Villa Ordos100 / MGL / Entwurf und Ausführungsplanung

Auftraggeber: Ai Weiwei für die Stadt Ordos

...nur die Bewohner wissen das Aussen zwischen den Wänden ist...

Bei dem Projekt Ordos 100 wurden unter der Kuratur des Künstlers und Architekten Ai Wei Wei weltweit hundert Architekten angefragt, innerhalb von hundert Tagen je eine Villa in der chinesischen Provinz zu planen. Diese Villen wären dann Teil des Ziels, eine vorbildliche Grossstadt in der mongolischen Wüste zu schaffen. 
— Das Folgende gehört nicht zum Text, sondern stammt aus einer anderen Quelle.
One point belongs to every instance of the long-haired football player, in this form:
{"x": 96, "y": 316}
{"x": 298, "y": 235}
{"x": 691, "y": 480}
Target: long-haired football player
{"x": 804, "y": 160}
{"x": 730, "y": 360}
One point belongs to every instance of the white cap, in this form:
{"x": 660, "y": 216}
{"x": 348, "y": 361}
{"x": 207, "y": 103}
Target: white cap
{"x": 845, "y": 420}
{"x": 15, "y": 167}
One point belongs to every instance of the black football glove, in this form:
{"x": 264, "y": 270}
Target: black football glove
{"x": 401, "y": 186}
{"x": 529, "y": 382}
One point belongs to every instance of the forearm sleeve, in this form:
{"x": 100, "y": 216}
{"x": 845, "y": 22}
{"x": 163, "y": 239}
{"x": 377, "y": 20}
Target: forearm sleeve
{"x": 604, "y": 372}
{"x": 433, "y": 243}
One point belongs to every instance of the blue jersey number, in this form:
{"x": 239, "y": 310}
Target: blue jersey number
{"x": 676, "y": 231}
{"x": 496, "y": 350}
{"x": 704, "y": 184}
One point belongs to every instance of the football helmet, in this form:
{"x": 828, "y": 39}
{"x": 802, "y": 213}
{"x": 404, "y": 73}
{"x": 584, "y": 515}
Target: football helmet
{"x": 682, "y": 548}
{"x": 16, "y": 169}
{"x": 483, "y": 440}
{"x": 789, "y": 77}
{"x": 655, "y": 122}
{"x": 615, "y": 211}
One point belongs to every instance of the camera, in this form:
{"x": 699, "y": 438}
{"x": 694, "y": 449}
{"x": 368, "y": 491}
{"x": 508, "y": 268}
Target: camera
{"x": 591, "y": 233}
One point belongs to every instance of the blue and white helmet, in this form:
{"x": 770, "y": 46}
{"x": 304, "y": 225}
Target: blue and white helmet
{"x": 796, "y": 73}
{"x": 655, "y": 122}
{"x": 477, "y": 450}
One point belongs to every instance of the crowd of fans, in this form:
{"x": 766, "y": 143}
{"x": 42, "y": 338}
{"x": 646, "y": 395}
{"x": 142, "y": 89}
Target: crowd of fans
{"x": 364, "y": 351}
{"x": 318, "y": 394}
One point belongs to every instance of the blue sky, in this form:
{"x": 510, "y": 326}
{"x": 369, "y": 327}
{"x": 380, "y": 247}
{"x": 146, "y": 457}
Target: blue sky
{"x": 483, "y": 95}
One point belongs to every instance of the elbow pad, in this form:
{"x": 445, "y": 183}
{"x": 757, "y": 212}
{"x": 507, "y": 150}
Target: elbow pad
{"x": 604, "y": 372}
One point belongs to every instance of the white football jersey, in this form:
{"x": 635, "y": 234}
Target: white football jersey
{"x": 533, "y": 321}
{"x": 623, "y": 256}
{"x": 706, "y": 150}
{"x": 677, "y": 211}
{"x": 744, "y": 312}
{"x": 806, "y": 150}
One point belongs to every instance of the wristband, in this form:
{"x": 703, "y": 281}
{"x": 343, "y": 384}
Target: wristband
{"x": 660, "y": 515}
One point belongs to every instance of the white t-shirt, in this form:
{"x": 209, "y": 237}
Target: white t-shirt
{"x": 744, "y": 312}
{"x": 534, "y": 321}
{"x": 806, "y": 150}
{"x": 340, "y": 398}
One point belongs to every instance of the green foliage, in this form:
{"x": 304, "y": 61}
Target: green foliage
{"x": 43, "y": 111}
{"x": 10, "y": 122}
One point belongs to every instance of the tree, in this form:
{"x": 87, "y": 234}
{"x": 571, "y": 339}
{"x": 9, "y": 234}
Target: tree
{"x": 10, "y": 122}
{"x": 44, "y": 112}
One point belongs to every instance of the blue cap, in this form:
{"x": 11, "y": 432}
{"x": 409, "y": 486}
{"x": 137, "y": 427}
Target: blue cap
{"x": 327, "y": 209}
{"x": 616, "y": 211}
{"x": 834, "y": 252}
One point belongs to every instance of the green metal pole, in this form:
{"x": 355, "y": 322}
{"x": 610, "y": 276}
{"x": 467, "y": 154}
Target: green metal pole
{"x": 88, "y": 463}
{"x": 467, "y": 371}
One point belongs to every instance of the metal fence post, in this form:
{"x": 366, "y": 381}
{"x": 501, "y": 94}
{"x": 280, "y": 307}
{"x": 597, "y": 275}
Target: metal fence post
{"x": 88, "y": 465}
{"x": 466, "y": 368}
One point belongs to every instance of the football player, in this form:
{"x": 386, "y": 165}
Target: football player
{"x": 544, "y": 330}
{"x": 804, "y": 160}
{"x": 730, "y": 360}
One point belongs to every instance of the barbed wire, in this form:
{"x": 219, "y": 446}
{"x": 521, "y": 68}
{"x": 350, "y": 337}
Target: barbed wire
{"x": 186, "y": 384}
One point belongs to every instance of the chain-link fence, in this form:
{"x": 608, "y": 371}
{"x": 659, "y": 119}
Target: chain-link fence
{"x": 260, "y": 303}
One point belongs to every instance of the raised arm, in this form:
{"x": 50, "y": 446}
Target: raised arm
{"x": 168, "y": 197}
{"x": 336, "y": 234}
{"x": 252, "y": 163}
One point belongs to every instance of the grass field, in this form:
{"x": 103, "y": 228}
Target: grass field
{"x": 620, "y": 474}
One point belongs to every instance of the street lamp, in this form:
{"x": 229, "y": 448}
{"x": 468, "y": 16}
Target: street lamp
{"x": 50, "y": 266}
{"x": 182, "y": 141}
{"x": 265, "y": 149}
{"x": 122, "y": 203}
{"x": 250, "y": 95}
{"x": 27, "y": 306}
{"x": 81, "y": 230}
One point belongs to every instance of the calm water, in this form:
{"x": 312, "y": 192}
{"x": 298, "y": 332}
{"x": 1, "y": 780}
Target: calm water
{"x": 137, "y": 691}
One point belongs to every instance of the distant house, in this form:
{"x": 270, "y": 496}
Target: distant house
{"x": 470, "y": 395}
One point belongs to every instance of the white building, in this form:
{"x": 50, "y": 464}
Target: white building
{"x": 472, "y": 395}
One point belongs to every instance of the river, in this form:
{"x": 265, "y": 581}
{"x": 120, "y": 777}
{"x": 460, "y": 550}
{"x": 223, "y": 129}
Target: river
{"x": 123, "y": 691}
 Das verfasste Haus versteht sich als ein bewusst importiertes und implantiertes westliches Modell bürgerlichen Wohnens, in dem sich die kontextuelle Spaltungen zwischen Stadt und Landschaft oder Opulenz und Kargheit wiederspiegelt. 

Im Inneren des Hauses setzen sich zwei autarke Raumfolgen in Beziehung zu einander. Die Sequenz aus künstlichen Aussenräumen als Antwort auf das raue Klima der inneren Mongolei steht im Dialog mit der repräsentativen Innenraumsequenz der westlichen Welt. Sie sind in Ihrem Bezug zueinander komplett getrennt. Der einzige visuelle Kontakt findet beim Ein- und Austreten statt. 

Diese Geste des Ein- und Austretens in die privaten Räume ist an die Typologie der traditionellen chinesischen Landhäuser amgelehnt.

Die primäre Struktur des Hauses besteht aus einer in Split Level gestaffelten Raumturnus. 

Die linear angeordnete Raumdisposition hinterlässt Leerräume zwischen den Wänden. Eine kontinuierliche Leere in Form des Negativraums schleicht sich durch das ganze Haus.
Diese temperierten Räume beherbergen die Aussenräume: Terrassengarten oben und Schwimmbad unten. Der Zugang zu den Zimmern erfolgt also immer über Patios.

Während die enfiladen Räume reichlich dekoriert sind (Tapete, Stoffe und Holz) ist die Konstruktion im Leerraum nackt und sichtbar (Betonskelett, Backstein, alles weiss gestrichen).

Die Hierarchie der Räume spiegelt sich auch in der Durchlässigkeit der Fassade wieder. Die Backsteinhaut regiert hier wie ein Vorhang, der Einblick und Belichtung regelt. Je nach Representationsgrad des Raumes öffnet oder schliesst sich die Fassade in unterschiedlichen Graden nach aussen. Während die opulenten Wohnräume mit klaren Öffnungen nach aussen treten, verbergen sich die kontemplativen Höfe hinter einem Steinfilter.